I was talking to my wife the other night, and we were talking about how hard it was to find time to read.

“Yeah, I never do as much reading as I wish I did,” I said, motioning to my bookshelf. I was reading Google News at the time. “You know, I’ve only read about two-thirds of those books.”

“Oh, I know. All day, I’m grading student work, and I just don’t feel like I have time to read anymore,” my wife said as she sorted through a stack of coupons on her lap.

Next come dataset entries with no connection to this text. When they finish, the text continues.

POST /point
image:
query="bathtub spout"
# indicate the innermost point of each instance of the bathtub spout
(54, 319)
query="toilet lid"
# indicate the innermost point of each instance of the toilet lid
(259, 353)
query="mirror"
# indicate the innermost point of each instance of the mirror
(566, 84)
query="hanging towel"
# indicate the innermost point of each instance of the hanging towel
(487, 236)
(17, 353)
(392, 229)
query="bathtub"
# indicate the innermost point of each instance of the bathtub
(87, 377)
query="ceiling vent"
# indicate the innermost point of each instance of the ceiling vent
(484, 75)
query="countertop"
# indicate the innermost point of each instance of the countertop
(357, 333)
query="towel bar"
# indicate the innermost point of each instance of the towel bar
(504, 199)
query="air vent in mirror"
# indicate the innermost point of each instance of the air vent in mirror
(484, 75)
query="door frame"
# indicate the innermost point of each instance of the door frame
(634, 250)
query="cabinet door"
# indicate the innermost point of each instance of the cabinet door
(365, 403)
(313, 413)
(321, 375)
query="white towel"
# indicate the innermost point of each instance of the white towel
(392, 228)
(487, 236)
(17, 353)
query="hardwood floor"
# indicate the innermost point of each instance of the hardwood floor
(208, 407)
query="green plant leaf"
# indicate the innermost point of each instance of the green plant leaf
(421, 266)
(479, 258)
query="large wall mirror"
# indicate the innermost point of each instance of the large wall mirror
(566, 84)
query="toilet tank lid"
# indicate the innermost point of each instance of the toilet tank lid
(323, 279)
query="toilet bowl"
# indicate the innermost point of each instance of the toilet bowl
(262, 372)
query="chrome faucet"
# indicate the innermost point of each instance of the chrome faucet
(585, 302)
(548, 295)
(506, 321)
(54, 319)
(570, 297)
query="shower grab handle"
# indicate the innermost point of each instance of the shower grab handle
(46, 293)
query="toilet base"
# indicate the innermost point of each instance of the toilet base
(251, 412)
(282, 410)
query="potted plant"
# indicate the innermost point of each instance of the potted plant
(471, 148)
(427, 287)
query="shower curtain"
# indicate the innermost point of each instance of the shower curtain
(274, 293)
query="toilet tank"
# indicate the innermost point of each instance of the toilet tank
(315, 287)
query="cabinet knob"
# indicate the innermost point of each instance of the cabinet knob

See … this is it. We read all the time. We read (news, funny articles, online comic strips, homework, online fiction, etc.) and write (texts, blogs, emails, homework, etc.) all of the time, yet we do not count those things. It’s a strange thing, but these forms seem invalid. I’m not sure why this is. I mean, I’m not suggesting it is the same as writing a novel or reading Theodore Dreiser’s An American Tragedy (which one should never do, unless one enjoys awful books), but it is reading and writing. It isn’t as though I’m spending all day staring at a TV or playing video games.

Perhaps there is something to these forms. Maybe it’s the immediacy that makes them invalid. There’s something cheap about them. I mean, when I write a story, I’m still writing to an audience … but it seems distant, maybe dignified. I don’t know. Maybe I’m fooling myself.

My writing resolution for 2012 has thus far been rather unsuccessful, so I am starting fresh with a February resolution. Hopefully, this will work out better.